小説18 清水3

授業中、私は昨日の放課後のことを思い出していた。始めはぎこちなかったけど、私がタバコを吸うのを見て、なにやら私の吸い方が映画俳優とそっくりだとかで、夏焼さんが大笑いしたのをきっかけに、私たちは徐々に打ち解けていった。夏焼さんはみんなから怖い不良と言われ、実際私もそう感じていたのだけど、話してみると彼女は全然怖い人ではなかった。
私と同じ、とは言えないし、普通の女子高生、ともいえないかもしれないけど、そこにいるのは1人の女の子だった。


そこでチャイムが鳴り、3時間目の授業が終わる。ふと隣を見ると、転入生の菅谷さんは今日もひたすら寝続けていた。昨日はそのせいで、お昼ご飯を食べ損ねたのか、午後の授業は彼女のお腹が鳴る音が頻繁に聞こえてきた。
う〜ん、このままだとまた同じことになっちゃいそう。本当は昼休みに起こしてあげれればいいんだけど、その時間は急いで買出しに行かなきゃだから、そんな時間は無いよ。
私は少し逡巡してから、思い切って声をかけることにした。
「菅谷さん、菅谷さん。もう3時間目終わったよ」
私はそう言って菅谷さんの肩を軽くゆする。
「フガ?」
と、言いながら菅谷さんは目覚めた。菅谷さんは寝ぼけた様子で目をゴシゴシとこすり、時計を見る。そして驚いたように
「うそっ!!もうこんな時間っ!?あぁ〜〜、またやっちゃたよぅ〜・・・」
と、言った。私はそれを見て、思わず笑ってしまった。それに気付いた菅谷さんは私を見て言う。
「起こしてくれたんだ。ありがとう。えっと・・・」
「あっ私、清水。清水佐紀
「清水さん。助かったよー。またお昼ご飯を食べれなくなるとこだった〜。ホントありがと」
そう言って菅谷さんはにっこりと笑った。
いい笑顔だなぁ・・・。
私はそこで思い切って聞いてみることにした。起こしたのには菅谷さんに聞きたいことがある、という理由もあったからだ。
私が朝、校門前を通りかかったときに菅谷さんは「部活やりませんかー」と生徒に声をかけていた。私はたまたま多くの生徒が通った時に一緒に通り過ぎたので、菅谷さんは声をかけてこなかった。
・・・ちっちゃいから見えなかったのかもね。
「あのさ、朝、校門のところで何やってたの?」
「あぁ、あれ?あれは部員の募集してたんだ〜。ダンシング部っていって、歌って踊るクラブなんだけど」
あぁ、あれ『ダソシソグ』じゃなくて『ダンシング』って書いてあったんだ・・・。
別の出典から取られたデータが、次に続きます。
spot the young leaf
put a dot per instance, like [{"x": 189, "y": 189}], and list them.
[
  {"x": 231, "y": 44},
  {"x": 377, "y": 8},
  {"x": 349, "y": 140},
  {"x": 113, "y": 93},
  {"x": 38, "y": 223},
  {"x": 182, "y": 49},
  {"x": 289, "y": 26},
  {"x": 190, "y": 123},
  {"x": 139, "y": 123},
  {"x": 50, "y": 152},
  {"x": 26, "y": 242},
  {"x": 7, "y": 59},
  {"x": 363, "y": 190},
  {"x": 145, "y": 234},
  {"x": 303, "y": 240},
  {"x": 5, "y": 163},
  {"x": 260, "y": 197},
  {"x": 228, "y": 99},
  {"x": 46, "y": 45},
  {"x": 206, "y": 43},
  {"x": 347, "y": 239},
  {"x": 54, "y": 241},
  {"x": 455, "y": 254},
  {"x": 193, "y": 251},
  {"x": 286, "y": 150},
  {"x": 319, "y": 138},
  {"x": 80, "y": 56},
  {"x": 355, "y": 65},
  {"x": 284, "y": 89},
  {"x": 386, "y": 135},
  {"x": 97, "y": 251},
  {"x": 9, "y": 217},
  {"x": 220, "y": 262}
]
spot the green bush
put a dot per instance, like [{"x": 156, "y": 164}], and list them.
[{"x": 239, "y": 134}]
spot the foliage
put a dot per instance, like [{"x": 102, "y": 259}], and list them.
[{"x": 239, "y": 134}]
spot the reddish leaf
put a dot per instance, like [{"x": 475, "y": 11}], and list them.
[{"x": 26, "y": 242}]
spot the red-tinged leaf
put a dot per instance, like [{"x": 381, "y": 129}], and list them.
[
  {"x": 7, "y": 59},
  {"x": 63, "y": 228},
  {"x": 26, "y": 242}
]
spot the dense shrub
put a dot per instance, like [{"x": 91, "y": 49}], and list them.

歌って踊るクラブで『ダンシング』ね。なるほど、ようやく謎が解けたよ。そっかぁ・・・、なんか楽しそうだなぁ。
「清水さん、どうかな?あっ、何かクラブやってたら無理には言わないけど・・・」
「私は何もやってないけど―――」
―――たぶんダメだよ」と、言おうとする前に、菅谷さんはすごく嬉しそうな顔で
「ホント、じゃあぜひっ!!すっごく楽しいよ!!」
と、言ってきた。
一瞬、心が揺らいだ。思わず頷いてしまいそうになる笑顔だった。しかし私は思いとどまる。
「・・・でも私、運動神経鈍いし」
「大丈夫だよ。いっぱい練習すればなんとかなるよ。私も運動はあんまりできないしさ」
「うーん・・・。でもちょっと私には無理・・・、かな」
「そっかぁ・・・、残念だなぁ」
「ごめんね」
「ううん、いいよ。あ〜あぁ・・・、誰かやりたい人いないかなぁ」
菅谷さんはそう言ってため息をついた。私は本当はこの誘いがとっても嬉しかった。そしてやってみたいと思った。何故かはわからないけれど、何かが変わるような気がしたのだ。でも・・・、私はいじめられている。
私と仲良くしたら、菅谷さんに迷惑かかっちゃうよね・・・。
その事が頭に浮かんでしまい『ホントの自分』は出せなかった。